Nearly three-quarters (71 per cent) of U.S. employers feel the deteriorating mental health of their workforce is having a negative financial impact on their companies, according to a survey by the Hartford Financial Services Group Inc.
The survey, which polled more than 500 U.S. employers and 1,000 workers, found 34 per cent of employees reported feeling depressed or anxious at least once per week in 2022 — up from 20 per cent in 2020.
“Our data shows an undeniable, direct correlation between employee mental well-being, mental-health support and the impact to a company’s bottom line,” said Christopher Swift, chairman and chief executive officer of the Hartford, in a press release. “Employers that want a contemporary, inclusive workplace that supports its people should proactively invest in mental health with an eye to empathy and equity. The need is real and the time is now.”
Yet, as employers’ productivity-related concerns grew, the survey found the percentage of employers that offer employee assistance programs, wellness benefits and addiction treatment programs dropped between 2020 to 2022. Fewer than a third (30 per cent) of employers said they offered an EAP in February 2022, a decrease from 54 per cent in March 2020.

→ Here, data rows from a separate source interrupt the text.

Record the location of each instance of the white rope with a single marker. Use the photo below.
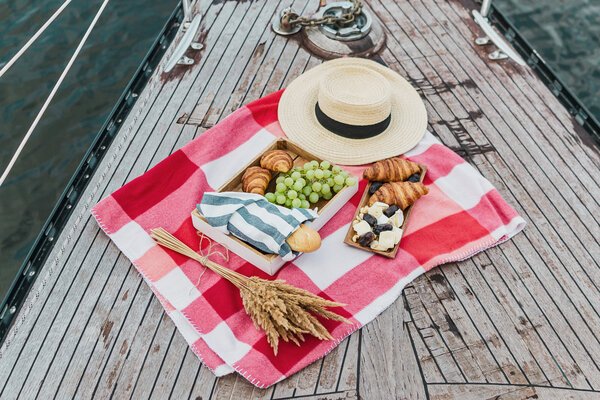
(52, 93)
(33, 38)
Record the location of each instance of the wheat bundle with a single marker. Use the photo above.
(282, 311)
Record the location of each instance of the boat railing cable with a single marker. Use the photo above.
(52, 93)
(26, 46)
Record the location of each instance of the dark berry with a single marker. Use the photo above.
(391, 210)
(415, 178)
(375, 186)
(371, 220)
(382, 227)
(366, 239)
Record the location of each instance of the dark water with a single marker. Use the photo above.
(567, 35)
(113, 51)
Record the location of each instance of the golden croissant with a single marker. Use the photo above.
(256, 180)
(402, 194)
(391, 170)
(277, 160)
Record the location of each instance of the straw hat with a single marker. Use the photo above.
(352, 111)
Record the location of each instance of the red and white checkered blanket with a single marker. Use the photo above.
(462, 215)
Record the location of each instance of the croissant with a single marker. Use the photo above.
(256, 180)
(402, 194)
(304, 239)
(391, 170)
(277, 160)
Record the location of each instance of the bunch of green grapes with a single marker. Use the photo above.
(300, 187)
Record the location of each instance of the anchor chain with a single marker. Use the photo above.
(290, 22)
(343, 19)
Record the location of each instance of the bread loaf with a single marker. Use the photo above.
(304, 239)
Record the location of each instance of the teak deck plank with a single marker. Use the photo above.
(520, 320)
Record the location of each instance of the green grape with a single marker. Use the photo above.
(270, 196)
(280, 188)
(350, 181)
(299, 184)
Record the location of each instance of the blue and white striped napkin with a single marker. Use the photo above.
(251, 218)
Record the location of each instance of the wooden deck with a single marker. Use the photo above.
(521, 320)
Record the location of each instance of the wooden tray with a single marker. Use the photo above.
(363, 201)
(270, 263)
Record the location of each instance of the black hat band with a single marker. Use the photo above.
(351, 131)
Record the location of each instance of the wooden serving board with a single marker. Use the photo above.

A majority (82 per cent) of employers said their workforce has more access to mental-health resources than in previous years, while just 50 per cent of workers agreed with this statement. A similar percentage (80 per cent) of employers said their workers have flexibility in their schedule to get the mental-health help they need, compared to 53 per cent of workers. More than three-quarters (79 per cent) of employers also noted their employees’ mental health has improved thanks to the company’s resources, while just 35 per cent of employees felt the same way.
Notably, 82 per cent of employers said they have an open and inclusive environment that inspires dialogue about mental health, compared to 48 per cent of employees who agreed with that assessment. And another 81 per cent of employers said leadership at their company encourages conversations about mental health, while just 48 per cent of workers agreed.